Reia didn't scream. She was frozen in a horror too deep for sound.

Eiden stepped forward, his voice turning to ice. "Reia, I was never going to spare you. You are a devil. And like all devils, you are monsters."

Reia's eyes snapped to him, filled with fury and grief. "Me? A monster? You've killed more than I ever have! Families! Innocent people! Your fans only ignore it because of the monsters you slay!"

Her words cut off as a hand rested on her head. Selyndra stood behind her, a golden glow erupting from her palm. Reia's body dissolved into fine white ash.

"What an idiot," Selyndra said, sheathing her blade. "You should've finished her from the start."

"I wanted her to have hope," Eiden replied. "And I wouldn't have spared her anyway."

"Can we head back?" Seraphaine asked, rubbing her eyes. "I want my bed."

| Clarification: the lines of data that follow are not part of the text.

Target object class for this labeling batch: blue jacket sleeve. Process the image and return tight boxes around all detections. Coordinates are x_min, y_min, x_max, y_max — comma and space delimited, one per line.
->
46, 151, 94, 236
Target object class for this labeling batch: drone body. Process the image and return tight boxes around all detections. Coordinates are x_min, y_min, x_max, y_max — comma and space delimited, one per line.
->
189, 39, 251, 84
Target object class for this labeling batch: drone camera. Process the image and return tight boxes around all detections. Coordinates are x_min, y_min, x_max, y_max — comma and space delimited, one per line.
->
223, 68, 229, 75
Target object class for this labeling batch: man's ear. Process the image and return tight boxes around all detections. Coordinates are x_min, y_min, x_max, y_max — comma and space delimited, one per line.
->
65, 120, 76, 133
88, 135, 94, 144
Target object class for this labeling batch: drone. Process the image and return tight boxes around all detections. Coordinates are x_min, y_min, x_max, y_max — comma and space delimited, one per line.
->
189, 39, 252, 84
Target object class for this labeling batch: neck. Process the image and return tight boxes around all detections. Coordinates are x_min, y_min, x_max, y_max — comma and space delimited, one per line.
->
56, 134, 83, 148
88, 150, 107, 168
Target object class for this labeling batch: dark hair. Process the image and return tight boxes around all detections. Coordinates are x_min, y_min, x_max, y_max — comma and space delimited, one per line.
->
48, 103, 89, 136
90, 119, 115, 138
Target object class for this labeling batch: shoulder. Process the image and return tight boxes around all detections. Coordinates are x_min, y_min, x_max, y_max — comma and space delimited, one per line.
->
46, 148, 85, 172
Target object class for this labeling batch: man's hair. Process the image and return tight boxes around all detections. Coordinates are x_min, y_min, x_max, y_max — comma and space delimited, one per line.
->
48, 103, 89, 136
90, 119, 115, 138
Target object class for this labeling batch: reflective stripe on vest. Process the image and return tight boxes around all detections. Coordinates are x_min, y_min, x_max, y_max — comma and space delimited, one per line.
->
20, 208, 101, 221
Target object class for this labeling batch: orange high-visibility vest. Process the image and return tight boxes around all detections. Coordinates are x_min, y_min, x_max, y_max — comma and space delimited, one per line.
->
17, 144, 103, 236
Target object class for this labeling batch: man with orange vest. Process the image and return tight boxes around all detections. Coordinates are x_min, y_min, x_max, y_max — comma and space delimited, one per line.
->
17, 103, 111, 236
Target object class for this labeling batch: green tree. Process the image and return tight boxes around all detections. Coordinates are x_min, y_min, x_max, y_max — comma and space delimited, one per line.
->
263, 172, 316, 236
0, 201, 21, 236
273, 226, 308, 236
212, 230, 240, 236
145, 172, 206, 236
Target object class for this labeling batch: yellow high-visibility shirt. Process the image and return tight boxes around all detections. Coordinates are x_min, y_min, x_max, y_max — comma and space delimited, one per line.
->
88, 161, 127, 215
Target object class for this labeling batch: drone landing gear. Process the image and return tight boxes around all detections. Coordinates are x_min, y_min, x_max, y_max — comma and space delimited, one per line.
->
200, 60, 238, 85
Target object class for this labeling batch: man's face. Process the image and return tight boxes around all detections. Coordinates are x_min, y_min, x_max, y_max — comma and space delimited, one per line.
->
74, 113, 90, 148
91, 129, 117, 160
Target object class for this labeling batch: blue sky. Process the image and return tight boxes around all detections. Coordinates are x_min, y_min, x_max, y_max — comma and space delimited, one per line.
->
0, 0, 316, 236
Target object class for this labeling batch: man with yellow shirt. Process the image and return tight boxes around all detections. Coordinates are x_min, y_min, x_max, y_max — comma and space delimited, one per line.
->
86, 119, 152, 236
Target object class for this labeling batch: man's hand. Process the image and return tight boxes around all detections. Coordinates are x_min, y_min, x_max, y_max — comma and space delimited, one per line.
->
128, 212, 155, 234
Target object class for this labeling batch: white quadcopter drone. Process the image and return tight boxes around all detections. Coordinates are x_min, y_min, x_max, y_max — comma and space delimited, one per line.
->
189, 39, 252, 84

The group followed King Tcil back toward the gates. As they walked, the moon hung over the kingdom like a massive, watchful eye. Iris and Seraphaine admired the stars, their figures turning into silver pillars as they passed through the gates.

The kingdom was quiet.

On the roof of the tavern, a black bird landed. Its feathers were darker than shadow, its eyes a violent, unnatural red. It watched them, silent and unblinking. As the Sages disappeared into the city's heart, the bird tilted its head, spread its wings, and cast a jagged shadow across the rooftops.

Something else had seen everything. The night was far from over.